Thanks very much for your response. Because I thought the DAPI and Draq7 will compete each other, so I am not sure. Could you please tell me you add the DAPI or the Draq7 first? And between them, do you rinse the cells? Thanks again!

From my experience Draq5 (which is very similar to Draq7) can not be used together with DAPI (it does not matter the order that you will put your dyes in) as DAPI will quench all your signal (I tried even decreasing DAPI concentration to 0.25 ug/ml). However, if you manage to work out which other nuclear dye could be used with draq I would like to know!

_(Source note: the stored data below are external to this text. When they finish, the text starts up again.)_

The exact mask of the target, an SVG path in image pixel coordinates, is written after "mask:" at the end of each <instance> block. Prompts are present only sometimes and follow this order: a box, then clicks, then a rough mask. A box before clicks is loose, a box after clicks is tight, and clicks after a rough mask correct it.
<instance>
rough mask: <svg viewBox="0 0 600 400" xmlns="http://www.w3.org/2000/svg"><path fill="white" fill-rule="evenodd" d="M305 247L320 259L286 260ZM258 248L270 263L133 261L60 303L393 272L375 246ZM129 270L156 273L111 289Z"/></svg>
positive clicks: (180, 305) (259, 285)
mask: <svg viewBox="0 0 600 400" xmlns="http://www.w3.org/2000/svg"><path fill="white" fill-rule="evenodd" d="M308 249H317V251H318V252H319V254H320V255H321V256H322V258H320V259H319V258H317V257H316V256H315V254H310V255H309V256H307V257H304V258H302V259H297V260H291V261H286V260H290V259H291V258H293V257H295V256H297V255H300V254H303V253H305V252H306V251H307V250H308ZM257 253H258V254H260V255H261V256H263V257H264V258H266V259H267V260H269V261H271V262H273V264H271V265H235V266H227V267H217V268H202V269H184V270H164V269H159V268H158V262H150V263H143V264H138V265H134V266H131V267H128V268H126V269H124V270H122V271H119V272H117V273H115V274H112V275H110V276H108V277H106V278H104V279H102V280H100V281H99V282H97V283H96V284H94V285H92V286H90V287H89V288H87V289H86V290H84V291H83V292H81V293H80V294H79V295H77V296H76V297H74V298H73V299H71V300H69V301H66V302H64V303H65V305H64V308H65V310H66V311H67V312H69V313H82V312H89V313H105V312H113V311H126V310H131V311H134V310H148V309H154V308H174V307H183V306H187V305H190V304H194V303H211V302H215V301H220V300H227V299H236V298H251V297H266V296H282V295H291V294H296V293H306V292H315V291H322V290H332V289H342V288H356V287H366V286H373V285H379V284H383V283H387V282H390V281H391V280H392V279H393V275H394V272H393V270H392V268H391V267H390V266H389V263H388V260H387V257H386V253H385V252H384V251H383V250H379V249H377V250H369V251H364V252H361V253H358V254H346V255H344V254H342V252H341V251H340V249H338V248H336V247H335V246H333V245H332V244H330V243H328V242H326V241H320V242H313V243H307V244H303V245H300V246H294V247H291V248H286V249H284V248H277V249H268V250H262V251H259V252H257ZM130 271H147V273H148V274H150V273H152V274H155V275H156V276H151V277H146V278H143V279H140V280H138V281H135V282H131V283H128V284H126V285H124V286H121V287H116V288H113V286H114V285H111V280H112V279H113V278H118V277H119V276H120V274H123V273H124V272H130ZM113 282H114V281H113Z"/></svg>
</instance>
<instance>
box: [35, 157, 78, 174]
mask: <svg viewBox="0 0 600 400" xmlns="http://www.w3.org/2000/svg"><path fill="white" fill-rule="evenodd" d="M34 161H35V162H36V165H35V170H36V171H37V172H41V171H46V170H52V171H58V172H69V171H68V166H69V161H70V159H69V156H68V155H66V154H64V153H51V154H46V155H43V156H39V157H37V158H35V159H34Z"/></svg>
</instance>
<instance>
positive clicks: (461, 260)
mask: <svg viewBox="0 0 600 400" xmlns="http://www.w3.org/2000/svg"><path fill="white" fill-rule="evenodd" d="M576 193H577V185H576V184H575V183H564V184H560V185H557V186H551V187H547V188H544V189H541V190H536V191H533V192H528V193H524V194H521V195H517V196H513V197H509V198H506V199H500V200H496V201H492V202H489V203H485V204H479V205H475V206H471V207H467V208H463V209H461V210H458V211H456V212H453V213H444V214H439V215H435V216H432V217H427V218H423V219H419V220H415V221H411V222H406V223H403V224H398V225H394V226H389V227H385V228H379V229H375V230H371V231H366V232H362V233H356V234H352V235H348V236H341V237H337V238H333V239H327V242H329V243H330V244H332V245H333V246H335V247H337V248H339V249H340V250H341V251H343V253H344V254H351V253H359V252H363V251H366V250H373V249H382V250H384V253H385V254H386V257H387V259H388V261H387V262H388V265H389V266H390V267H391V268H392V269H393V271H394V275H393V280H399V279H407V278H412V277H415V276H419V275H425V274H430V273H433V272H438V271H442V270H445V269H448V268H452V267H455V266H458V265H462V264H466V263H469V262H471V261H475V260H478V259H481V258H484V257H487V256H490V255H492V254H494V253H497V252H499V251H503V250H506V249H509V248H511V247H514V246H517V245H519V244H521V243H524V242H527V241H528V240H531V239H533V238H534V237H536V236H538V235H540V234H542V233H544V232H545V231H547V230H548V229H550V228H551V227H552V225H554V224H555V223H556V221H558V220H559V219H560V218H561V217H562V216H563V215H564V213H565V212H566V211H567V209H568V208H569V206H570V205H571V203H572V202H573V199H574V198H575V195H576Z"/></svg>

Yes. DAPI and DRAQ7 can be combined provided there are sensitive filters to help separate the signals. DAPI is on the blue side while DRAQ7 is on the far red side of he spectrum. Once the resolution of the microscope is good and there are good filters, they can well be combined.

I have added DRAQ5 to fixed cells already stained with Hoechst and I do get staining although I'm not sure specifically whether they're competing for binding sites. It's my impression the DRAQ5 is dimmer on top of Hoechst stained nuclei but I have not directly compared. Imaging of the 2 stains' wavelengths together is certainly possible.

Jayne, you are right that the two stains could be combined based on your perceived variability in their cell colouration, but the issue would be the extent of differential staining achieved by combining the two stains.